Er is ook in onze gemeente in die tijd veel gebeurt van kerkenraadswisselingen, een ingrijpende verbouwing, de opheffing van de VVP-afdeling, een collegiale wisseling, sterkere focus op de p.r. en wat dies meer zij. Net als in een gezin groei je met die veranderingen mee. Ik denk terug aan de inspirerende samenwerking op het gebied van de muziekdiensten, waarbij we (bijbel)tekst en muziek probeerden te verweven en in te bedden binnen de liturgie. Het heeft mij steeds veel plezier en voldoening gegeven te proberen de spirituele lagen uit de muziek op te diepen. Daarmee komen betekenislagen aan het licht die in een concert vaak wel ervaren, maar niet benoemd worden. Het was fijn op die manier met Gerrie Meijers samen te werken.

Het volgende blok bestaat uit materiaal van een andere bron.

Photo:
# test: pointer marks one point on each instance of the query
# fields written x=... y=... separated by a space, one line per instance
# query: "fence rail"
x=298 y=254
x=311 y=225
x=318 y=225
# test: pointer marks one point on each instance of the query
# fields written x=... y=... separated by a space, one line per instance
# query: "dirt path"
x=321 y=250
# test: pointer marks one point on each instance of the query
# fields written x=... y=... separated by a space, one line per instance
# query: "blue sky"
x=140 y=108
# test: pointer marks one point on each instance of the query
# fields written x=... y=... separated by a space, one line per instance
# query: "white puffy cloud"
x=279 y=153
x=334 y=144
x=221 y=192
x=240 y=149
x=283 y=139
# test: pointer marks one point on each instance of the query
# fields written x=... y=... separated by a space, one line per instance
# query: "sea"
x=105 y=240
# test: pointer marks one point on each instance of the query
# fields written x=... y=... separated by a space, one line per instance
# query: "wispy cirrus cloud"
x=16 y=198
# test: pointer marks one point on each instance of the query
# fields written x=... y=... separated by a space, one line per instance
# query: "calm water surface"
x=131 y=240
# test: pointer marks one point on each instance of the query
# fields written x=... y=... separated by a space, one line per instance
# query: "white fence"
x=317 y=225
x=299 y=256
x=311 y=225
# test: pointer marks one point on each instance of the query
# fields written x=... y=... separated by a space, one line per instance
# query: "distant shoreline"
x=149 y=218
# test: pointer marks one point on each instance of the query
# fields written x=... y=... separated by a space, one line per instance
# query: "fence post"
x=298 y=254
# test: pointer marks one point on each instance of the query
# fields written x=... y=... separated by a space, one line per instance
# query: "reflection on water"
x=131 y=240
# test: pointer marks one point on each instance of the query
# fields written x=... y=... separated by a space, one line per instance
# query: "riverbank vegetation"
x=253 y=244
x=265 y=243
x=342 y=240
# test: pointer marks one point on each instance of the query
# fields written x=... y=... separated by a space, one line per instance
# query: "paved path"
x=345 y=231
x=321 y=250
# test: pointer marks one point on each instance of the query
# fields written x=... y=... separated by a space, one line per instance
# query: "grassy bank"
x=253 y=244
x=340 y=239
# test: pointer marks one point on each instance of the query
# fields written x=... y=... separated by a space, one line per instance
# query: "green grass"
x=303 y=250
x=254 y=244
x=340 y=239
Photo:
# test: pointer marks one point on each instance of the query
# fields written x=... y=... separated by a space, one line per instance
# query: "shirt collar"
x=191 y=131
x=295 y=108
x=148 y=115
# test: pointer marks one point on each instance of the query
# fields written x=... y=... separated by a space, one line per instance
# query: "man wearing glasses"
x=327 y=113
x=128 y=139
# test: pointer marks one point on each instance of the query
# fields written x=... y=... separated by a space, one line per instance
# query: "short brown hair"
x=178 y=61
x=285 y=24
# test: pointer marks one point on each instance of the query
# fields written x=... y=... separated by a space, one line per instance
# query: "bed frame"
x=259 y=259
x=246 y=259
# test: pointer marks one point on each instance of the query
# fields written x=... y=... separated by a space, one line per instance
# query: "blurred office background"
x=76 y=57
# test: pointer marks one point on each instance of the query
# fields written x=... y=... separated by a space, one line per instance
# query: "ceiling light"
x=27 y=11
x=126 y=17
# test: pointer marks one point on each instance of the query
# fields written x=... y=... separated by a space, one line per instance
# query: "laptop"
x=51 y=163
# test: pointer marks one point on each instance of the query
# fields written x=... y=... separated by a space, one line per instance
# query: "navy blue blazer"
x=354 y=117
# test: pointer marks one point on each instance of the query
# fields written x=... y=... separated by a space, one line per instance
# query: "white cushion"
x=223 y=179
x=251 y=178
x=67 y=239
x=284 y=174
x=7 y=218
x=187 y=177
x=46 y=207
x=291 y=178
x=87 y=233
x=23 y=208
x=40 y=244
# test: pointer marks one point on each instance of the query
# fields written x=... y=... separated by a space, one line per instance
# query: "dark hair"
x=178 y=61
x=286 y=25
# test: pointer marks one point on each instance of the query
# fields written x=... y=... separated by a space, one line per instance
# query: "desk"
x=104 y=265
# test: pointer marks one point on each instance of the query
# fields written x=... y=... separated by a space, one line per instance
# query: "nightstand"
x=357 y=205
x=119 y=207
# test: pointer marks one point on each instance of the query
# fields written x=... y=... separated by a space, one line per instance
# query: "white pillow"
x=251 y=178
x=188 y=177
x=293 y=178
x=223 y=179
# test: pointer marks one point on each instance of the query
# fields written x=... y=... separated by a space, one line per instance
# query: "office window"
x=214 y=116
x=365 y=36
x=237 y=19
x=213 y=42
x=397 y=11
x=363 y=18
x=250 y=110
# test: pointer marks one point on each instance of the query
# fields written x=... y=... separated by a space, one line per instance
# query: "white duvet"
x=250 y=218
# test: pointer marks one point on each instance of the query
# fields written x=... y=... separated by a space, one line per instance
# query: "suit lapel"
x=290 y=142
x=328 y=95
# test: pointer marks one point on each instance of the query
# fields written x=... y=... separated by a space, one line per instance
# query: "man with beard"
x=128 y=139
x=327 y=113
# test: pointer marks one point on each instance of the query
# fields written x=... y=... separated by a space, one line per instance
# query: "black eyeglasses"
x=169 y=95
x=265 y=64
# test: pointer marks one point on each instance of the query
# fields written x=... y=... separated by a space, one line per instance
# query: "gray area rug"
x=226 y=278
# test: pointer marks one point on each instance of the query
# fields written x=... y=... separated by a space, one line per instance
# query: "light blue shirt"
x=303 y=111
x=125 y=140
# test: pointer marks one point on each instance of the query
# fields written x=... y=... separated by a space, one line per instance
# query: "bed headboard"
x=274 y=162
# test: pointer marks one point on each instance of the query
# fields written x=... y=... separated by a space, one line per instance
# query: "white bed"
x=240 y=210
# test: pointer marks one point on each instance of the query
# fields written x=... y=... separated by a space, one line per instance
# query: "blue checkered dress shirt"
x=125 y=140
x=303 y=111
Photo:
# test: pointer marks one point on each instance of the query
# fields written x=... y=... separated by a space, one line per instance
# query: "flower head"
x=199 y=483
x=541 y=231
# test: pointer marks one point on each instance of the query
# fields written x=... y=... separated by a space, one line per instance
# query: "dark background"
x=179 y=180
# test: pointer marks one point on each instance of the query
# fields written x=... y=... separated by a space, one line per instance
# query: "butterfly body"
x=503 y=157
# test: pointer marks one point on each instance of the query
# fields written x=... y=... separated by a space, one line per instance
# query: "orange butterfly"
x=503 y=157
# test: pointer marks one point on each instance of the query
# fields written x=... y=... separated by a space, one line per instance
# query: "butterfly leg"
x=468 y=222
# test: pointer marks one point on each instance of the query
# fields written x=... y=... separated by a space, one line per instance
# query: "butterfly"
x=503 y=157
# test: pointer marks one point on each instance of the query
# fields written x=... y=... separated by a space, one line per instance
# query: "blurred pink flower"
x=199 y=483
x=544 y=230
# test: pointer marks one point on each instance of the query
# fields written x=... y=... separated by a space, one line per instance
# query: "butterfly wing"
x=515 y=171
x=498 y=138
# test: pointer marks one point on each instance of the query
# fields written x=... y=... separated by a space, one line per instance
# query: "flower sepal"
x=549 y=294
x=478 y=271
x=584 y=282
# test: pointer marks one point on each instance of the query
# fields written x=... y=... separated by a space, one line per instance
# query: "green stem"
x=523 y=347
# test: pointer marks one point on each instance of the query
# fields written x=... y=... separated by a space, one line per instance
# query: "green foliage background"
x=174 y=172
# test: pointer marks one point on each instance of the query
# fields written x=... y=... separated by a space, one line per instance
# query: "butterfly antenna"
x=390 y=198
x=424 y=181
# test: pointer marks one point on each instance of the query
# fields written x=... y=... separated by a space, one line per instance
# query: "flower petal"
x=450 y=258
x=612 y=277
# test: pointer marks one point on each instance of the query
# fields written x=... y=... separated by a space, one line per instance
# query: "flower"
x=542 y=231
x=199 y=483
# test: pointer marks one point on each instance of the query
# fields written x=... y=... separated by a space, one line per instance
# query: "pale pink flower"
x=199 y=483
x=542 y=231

Veel genoegen heb ik ook beleefd aan het kringenwerk, in onderlinge gesprekken over een scala aan onderwerpen, soms aansluitend bij wat er in het Filosofisch Café aan de orde was geweest. Dat zijn zaken die mij na aan het hart liggen. In dat opzicht heeft het werk voor mij iets van een ‘betaalde hobby’. Maar bovenal draag ik de ontmoetingen met velen van jullie met mij mee: bij een huisbezoek, wijkbijeenkomst of terloops tussen de bedrijven door. Indringend en soms emotionerend waren de gesprekken rond overlijden en uitvaart. En het stemt mij op z’n minst weemoedig wanneer ik van huis, via de N208, op Haarlem aanrijd en denk aan gemeenteleden die daar, links en rechts van die weg, woonden, maar er helaas niet meer zijn.

 

Ik besluit met een regel uit de tweede strofe van een gedicht van Rutger Kopland:” Weggaan kun je beschrijven als/een soort van blijven”. Het beschrijft de paradox van afscheid nemen. Toegepast op mijn situatie: ik draag de herinneringen mee, ga wel weg, maar neem geen afscheid ‘in het hart’. Van mij uit is dat in ieder geval zo. Tenslotte dank ik Sabine du Croo voor onze samenwerking, kerkenraadsleden en vrijwilligers in de secties voor hun grote inzet en betrokkenheid, koster Henk Bosker voor zijn goede zorgen en jullie allemaal, als gemeente, voor de vele goede jaren die ik hier heb gehad!

De afscheidsdienst zal zijn op 12 februari, om 10.30 uur.